Run Japanese LLMs on an on-premise environment

Motivation

Looking back on the year 2023, it was a year in which many Japanese LLMs (Large Language Models) were released. I have tried to run some of them in my home environment, so I will summarize them here.

Sources

The following is the page where I referred to the code when trying out my Japanese LLM. The last number indicates the number of parameters, 7b has 7 billion parameters and 13b has 13 billion parameters.

1.Calm2 7b Japanese LLM of the server agent 2.ELYZA-japanese-Llama-2-7b Japanese LLM developed by ELYZA based on Llama-2-7b-chat-hf. 3.ELYZA-japanese-Llama-2-13b Japanese LLM developed by ELYZA based on Llama2. 4.Japanese StableLM Instruct Alpha 7B v2 Stability AI’s Japanese LLM 5.Japanese Stable LM Beta 7B Stability AI’s Japanese LLM 6.Youri-7B Japanese LLM developed by Rinna based on Llama2

Operating Environment

Server Environment

Server Name Jupiter Ganymede
CPU Xeon E5-1620 3.60GHz Xeopn E5-2620 2.00GHz
memory 64GB 64GB
GPU NVIDIA TITAN V RTX A4000
OS Ubuntu 22.04.3 LTS Ubuntu 22.04.3 LTS

JupyterLab

それぞれの日本語LLMは、次のDockerfileで作製したJupyterLab上で動作させた。

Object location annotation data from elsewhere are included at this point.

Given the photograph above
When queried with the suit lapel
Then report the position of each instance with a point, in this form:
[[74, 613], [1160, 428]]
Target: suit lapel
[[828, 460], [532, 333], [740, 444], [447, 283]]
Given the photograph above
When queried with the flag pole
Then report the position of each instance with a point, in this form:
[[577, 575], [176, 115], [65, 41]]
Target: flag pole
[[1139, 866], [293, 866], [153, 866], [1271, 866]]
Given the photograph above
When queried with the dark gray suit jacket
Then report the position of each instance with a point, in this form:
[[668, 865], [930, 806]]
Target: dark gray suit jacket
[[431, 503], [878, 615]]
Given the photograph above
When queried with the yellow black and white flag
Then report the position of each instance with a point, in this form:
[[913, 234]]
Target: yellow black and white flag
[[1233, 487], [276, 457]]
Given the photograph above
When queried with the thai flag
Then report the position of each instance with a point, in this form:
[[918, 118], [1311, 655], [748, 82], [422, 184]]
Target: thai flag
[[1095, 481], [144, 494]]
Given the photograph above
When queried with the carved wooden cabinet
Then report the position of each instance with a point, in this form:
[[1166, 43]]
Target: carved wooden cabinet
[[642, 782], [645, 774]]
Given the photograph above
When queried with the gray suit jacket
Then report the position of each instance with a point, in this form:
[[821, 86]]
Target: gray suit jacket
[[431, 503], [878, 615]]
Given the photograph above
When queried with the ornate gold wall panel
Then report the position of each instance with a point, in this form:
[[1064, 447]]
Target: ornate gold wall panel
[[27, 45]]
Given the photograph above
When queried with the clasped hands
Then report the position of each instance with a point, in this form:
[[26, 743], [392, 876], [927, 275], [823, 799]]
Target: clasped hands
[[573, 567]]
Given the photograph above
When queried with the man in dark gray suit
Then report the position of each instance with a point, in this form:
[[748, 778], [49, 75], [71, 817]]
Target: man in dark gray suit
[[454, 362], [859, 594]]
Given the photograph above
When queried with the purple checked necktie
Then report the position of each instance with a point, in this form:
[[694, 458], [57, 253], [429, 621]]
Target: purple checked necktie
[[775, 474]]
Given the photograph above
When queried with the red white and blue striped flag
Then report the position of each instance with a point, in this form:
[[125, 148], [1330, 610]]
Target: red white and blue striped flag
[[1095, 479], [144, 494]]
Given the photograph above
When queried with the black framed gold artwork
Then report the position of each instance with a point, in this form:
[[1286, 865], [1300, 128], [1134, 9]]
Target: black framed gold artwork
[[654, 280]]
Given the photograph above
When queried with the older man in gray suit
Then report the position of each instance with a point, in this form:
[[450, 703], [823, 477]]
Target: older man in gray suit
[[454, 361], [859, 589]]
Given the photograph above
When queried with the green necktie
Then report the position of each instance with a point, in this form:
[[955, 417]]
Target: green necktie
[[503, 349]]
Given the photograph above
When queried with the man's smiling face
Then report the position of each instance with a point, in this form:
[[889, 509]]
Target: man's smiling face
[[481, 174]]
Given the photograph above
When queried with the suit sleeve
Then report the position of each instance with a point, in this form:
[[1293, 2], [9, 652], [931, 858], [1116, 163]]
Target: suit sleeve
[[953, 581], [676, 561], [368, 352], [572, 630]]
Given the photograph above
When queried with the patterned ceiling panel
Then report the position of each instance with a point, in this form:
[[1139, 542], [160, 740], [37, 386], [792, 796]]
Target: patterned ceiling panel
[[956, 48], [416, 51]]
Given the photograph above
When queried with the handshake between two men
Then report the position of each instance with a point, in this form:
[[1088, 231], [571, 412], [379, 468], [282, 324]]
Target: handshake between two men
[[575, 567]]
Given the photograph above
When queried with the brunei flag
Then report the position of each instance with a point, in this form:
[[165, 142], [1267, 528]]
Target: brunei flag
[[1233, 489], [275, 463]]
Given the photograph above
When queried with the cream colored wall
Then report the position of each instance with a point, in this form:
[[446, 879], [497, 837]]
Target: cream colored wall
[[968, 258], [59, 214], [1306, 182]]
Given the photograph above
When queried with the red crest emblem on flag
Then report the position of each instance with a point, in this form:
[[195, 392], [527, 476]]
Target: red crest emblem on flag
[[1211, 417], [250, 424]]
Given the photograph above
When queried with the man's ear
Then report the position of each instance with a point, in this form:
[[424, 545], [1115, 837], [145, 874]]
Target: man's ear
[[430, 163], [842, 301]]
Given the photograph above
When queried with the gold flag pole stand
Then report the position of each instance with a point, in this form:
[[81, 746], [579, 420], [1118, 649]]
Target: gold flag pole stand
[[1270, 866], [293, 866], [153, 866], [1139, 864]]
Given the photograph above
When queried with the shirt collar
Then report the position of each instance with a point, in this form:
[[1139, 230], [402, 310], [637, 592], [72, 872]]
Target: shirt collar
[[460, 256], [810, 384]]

# Docker image with JupyterLab available.
# Installed the necessary packages for the NoteBooks I have created so far.

FROM nvidia/cuda:11.8.0-cudnn8-devel-ubuntu22.04

# Set bash as the default shell
ENV SHELL=/bin/bash

# Build with some basic utilities
RUN apt-get update && apt-get install -y \
    python3-pip apt-utils vim \
    git git-lfs \
    curl unzip wget

# alias python='python3'
RUN ln -s /usr/bin/python3 /usr/bin/python

RUN pip install --upgrade pip setuptools \
        && pip install torch==2.0.1 torchvision==0.15.2 torchaudio==2.0.2 \
        --index-url https://download.pytorch.org/whl/cu118 \
        && pip install jupyterlab matplotlib pandas scikit-learn ipywidgets \
        && pip install transformers accelerate sentencepiece einops \
        && pip install langchain bitsandbytes auto-gptq protobuf

# Create a working directory
WORKDIR /workdir

# Port number in container side
EXPOSE 8888

ENTRYPOINT ["jupyter-lab", "--ip=0.0.0.0", "--port=8888", "--no-browser", "--allow-root", "--NotebookApp.token=''"]

CMD ["--notebook-dir=/workdir"]

Code

In a JupyterLab cell started as a docker container, I copied and pasted the code from the page shown in the information source and executed it.

Execution Result

Jupiter Ganymede
Calm2 7b
ELYZA-japanese-Llama-2-7b ×
ELYZA-japanese-Llama-2-13b
Japanese StableLM Instruct Alpha 7B v2 ×
Japanese Stable LM Beta 7B
Youri-7B

The legend “○/△/×/−” has the following meanings

○: Returns the answer to a question. (In some cases, the output is partially cut off.)

△: Displays the following message and offloads it to the CPU side for execution.   “WARNING:root:Some parameters are on the meta device device because they were offloaded to the cpu.”

×: CUDA out of memory

−:Not running

The future

It is a bit surprising that 13 billion parameters worked on a 16GB RTX A4000, even offloading. LLMs are a bit of a burden on the 12GB TITAN X. There is a direction to investigate quantization, but I would like to use them in DeepSpeed to investigate model parallelization.

I am going to address DeepSpeed as an issue for 2024.